A plurality (regular) voting system is susceptible to vote-splitting (introducing technical candidates to decrease the winning candidate’s chances) and fails on pair-wise choice (a candidate preferable to any other can still lose the vote).

A simple alternative method is ranked pairs. Each voter ranks his preferences, like Kahane > (is better than) Olmert; Olmert > Peres.

The possible number of pairs is large on a ballot with a few dozen candidates, but voters need not rank them all. Voters rank their preferred candidates and declare others equal to them: Peres = Rabin = Abu Mazen. When a voter doesn’t include some candidates in the pair ranking, he declares them equal among themselves and worse than all others.

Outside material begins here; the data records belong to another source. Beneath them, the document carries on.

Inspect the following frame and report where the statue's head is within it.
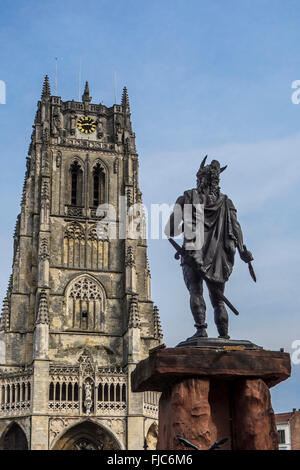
[197,155,227,193]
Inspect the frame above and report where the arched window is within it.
[67,276,105,331]
[70,161,83,206]
[93,163,105,207]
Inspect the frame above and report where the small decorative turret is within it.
[42,75,51,100]
[128,295,141,328]
[82,82,92,103]
[0,297,9,330]
[153,305,163,341]
[36,290,49,325]
[122,86,130,112]
[125,246,135,267]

The ranked pairs method could be compromised by splitting voting districts, but small Israel could count the vote as a single district. The method theoretically fails on participation criteria (sometimes, it’s better not to vote at all), but a practical realization of such a strategy is all but impossible. Beside, voting could be made a legal duty for all Israeli Jews.

The ranked pairs system is more fun than the simple plurality method. It also gives a picture of voter preferences rather than a single winner. Ranked pairs voting will require computer touch screens rather than paper ballots; installing them is no problem. Alternatively, Israelis could switch to voting from home on the internet.

No country uses that system, but Israel could.